Keeping a tree in your relational DBPosted: August 2, 2007
One of the questions that our developers face again and again is how to keep hierarchical data in a relational database. Developers always run into this question because trees are one of the basic data structure developers use and like all data structures, sometimes they need to be serialized to the disk for persistence in case the server crashes or between restarts. Unlike other data structures, trees simply don’t map well to the relational database. The models are too different, and no matter which strategy you choose you will run into problems. Here are some solutions you can try:
1. Don’t use the DB at all.
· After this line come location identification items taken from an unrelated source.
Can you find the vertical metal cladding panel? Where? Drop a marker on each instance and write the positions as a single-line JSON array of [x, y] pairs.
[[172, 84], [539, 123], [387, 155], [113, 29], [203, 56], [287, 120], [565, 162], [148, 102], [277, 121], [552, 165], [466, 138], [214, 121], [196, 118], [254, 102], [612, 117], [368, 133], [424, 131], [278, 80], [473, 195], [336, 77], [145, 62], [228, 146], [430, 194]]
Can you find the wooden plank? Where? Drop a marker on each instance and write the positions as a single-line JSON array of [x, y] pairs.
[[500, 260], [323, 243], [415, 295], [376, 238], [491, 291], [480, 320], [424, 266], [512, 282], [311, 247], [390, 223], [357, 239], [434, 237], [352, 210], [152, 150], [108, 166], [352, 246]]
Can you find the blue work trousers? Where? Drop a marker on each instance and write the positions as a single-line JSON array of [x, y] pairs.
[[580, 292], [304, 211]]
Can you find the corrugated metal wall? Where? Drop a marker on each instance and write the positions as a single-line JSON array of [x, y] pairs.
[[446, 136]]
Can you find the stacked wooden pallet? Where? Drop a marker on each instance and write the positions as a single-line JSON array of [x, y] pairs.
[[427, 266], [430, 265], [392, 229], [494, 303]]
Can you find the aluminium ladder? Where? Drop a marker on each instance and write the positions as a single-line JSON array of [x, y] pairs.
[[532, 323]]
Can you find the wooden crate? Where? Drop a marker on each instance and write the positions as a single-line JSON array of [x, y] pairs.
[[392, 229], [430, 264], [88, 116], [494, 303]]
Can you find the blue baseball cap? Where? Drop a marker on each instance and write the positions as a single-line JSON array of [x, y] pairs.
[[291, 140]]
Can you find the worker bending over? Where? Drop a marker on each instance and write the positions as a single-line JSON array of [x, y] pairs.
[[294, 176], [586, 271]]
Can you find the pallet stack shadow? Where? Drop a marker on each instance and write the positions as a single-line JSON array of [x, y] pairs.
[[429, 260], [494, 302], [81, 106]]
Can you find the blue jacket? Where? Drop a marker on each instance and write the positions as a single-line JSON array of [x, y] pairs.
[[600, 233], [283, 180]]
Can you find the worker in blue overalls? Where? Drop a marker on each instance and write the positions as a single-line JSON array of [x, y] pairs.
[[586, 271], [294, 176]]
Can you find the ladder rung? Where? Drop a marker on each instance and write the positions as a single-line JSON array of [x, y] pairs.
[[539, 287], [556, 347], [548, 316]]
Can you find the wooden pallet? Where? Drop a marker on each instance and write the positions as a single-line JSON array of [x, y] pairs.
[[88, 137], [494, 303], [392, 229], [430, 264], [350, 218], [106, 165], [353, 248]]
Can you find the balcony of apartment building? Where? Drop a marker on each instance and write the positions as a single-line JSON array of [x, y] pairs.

Keep the tree in a separate file. Thats the first solution I recommended to our developers – the DB is not a good place for trees, try using something else. This solution failed miserably when we needed to recovery from backups and discovered that data in the tree and in the DB were now inconsistent because we couldn’t recover the DB to the exact same time the file was backed up.
2. Don’t use a relational DB. Our developers chose OpenLDAP as a good place to keep trees. It is really a good solution from the development point of view. I’m not as happy because now I have to manage both Oracle and OpenLDAP, and I don’t like OpenLDAP all that much.
3. Keep the tree as a huge XML inside the DB. Very similar to keeping the data in a file, but without the recovery and consistency issues. Just don’t expect the DBA to help you if you need to get some data from inside the XML. Although Oracle now has built in support for XML, not all DBAs are fluent with the new creature.
4. In each row, have a column with the ID of the parent of this row. Kind of like pointers in the database. Use this and you are likely to run into a very painful situation where you need to use unbelievable number of self joins for any simple operation. IO usage will probably become an issue very quickly. You can also forget about having any usable index there.
5. In each row, have a column with a string that encodes the level in the tree that this row belongs to, and the ID of the parent. I’m not sure if this is similar to the previous idea or even worse.
6. According to Microsoft technology preview SQL Server 2008 should have a built in hierarchical data type. I think it just makes it easier for developers to make the wrong decision, but maybe Microsoft will surprise us all and the new data type will be both easy to use in queries and have decent performance.